Jerzy Jarzębski : Problèmes d’autodéfinition
Jerzy Jarzębski : Gombrowicz : problèmes d’autodéfinition, dans Witold Gombrowicz entre l’Europe et l’Amérique, dir. Marek Tomaszewski, Presses Universitaires du Septentrion, Villeneuve d’Ascq, 2007.
Extrait :
Nous apercevons facilement que ce qui fascine Gombrowicz dans la littérature, c’est la situation même de l’homme en train d’exprimer son « moi ». Sur fond de toutes les proclamations de « la mort de l’auteur », dont la théorie de la littérature abonde ces dernières décennies, la position de l’auteur de Ferdydurke peut paraître anachronique. Cependant, il n’en est rien. Gombrowicz se rend parfaitement compte de la subjectivité qui s’opère dans la culture contemporaine ; ainsi son « moi » n’est pas un « point de départ » axiomatique de toute réflexion, constant et déterminé. Bien au contraire ! Le « moi » gombrowiczéen est toujours en train de se générer, il demeure instable et problématique, tributaire tant de l’histoire personnelle de l’écrivain, des conditions génétiques et des processus de formation et d’éducation, que de l’enchevêtrement social et des situations dont il relève, des partenaires de communication, du langage ou du style employés à un moment donné, etc.

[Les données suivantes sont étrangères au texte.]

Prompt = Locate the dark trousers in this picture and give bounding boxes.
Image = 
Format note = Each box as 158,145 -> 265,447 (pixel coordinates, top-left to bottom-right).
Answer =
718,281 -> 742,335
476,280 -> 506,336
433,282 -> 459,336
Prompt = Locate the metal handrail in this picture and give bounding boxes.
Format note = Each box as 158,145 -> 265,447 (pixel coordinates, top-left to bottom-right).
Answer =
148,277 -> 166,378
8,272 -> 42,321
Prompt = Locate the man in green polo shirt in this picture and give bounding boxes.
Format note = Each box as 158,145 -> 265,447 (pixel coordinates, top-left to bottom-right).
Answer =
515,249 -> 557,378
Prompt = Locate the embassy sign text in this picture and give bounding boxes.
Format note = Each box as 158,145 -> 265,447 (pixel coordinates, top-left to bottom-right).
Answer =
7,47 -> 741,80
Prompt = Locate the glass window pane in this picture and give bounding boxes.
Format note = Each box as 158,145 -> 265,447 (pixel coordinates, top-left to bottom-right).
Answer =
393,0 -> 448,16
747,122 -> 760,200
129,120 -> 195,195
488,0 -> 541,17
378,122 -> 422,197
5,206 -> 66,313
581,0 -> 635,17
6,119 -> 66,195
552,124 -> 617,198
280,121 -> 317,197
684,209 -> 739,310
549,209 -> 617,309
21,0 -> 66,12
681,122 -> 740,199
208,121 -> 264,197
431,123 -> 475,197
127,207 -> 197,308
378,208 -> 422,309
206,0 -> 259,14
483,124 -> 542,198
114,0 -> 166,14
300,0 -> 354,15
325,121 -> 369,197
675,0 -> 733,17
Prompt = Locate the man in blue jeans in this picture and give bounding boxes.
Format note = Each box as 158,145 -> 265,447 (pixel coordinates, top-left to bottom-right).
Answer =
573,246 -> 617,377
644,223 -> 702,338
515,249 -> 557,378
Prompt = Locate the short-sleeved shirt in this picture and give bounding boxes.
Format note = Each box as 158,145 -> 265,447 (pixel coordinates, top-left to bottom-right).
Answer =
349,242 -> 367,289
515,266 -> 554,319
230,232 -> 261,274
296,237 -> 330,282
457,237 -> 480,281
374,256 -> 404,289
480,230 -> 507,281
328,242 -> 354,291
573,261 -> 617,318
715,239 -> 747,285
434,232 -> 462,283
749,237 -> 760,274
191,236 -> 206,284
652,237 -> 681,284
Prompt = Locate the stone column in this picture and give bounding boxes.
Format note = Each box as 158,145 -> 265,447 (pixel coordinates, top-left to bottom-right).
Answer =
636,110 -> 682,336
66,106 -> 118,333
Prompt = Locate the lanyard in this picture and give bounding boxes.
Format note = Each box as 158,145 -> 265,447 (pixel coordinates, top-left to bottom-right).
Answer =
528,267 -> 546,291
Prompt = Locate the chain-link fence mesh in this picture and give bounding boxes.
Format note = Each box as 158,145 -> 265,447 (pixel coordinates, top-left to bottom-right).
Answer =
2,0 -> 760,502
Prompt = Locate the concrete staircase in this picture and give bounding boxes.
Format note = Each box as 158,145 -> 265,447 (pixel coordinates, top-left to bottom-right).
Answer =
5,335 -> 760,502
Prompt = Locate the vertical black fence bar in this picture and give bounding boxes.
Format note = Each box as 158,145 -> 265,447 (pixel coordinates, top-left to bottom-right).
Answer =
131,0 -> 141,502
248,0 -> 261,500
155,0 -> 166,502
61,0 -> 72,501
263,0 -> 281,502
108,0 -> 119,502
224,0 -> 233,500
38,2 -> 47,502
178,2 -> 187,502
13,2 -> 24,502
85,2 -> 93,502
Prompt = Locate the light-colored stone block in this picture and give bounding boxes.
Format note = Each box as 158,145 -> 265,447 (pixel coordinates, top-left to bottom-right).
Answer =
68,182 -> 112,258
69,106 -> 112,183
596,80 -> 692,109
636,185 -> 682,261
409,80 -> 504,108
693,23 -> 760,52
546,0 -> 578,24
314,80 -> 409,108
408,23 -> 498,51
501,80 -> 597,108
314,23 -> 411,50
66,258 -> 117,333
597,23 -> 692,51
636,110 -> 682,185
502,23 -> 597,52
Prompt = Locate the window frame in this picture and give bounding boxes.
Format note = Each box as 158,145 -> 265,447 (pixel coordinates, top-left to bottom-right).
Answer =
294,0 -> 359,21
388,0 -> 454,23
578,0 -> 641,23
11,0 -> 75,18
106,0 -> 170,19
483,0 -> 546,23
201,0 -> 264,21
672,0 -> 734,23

Dans le « moi » répété quatre fois au début du premier volume du Journal, les critiques ont pris l’habitude de voir un même « moi » amplifié à l’extrême, alors que pour ma part, c’est la succession des jours de la semaine qui m’interpellait ; en effet, le « moi » du lundi, ceux du mardi, du mercredi et du jeudi sont disposés en série, et s’ils sont certes différents car se formant dans le temps, ils s’entrechoquent et sont aux prises les uns avec les autres. En créant son Tango Gombrowicz, un spectacle présenté au Teatr Stary de Cracovie, Mikołaj Grabowski l’aura pensé de la même manière, puisqu’il a fait prononcer le « moi » à quatre acteurs différents qui incarnent ensuite quatre variantes personnelles d’un Gombrowicz héros du spectacle. Ajoutons encore que les quatre versions du « moi » ne venaient pas seulement du texte, mais aussi de la personnalité des acteurs eux-mêmes : chaque acteur était à la fois Gombrowicz et lui-même, prouvant ainsi à quel point chaque moi renferme le reflet des autres « moi » qui l’accompagnent et le complètent.
Janusz Margański a intitulé son excellent ouvrage sur l’œuvre de Gombrowicz : Gombrowicz : wieczny débiutant [1]. Les débuts réitérés de Gombrowicz découlaient, bien évidemment, des cataclysmes existentiels à cause desquels il était amené, en tant qu’écrivain, à recommencer chaque fois à nouveau, à se réinstaller dans des réalités nouvelles, à se présenter à des lecteurs qui ne le connaissaient pas. Mais, qui sait ?, ces débuts perpétuels renferment-ils peut-être un accomplissement de rêves secrets ? Gombrowicz aima pourtant la situation d’éternel indéfini, de non-établi, à laquelle on parvient le plus facilement dans un milieu étranger, situation qu’une position acquise parmi les siens ne saurait privilégier.
[1] Janusz Margański, Gombrowicz -wieczny débiutant [Gombrowicz : l’étemel débutant, Wydawnictwo Literackie, Kraków, 2001.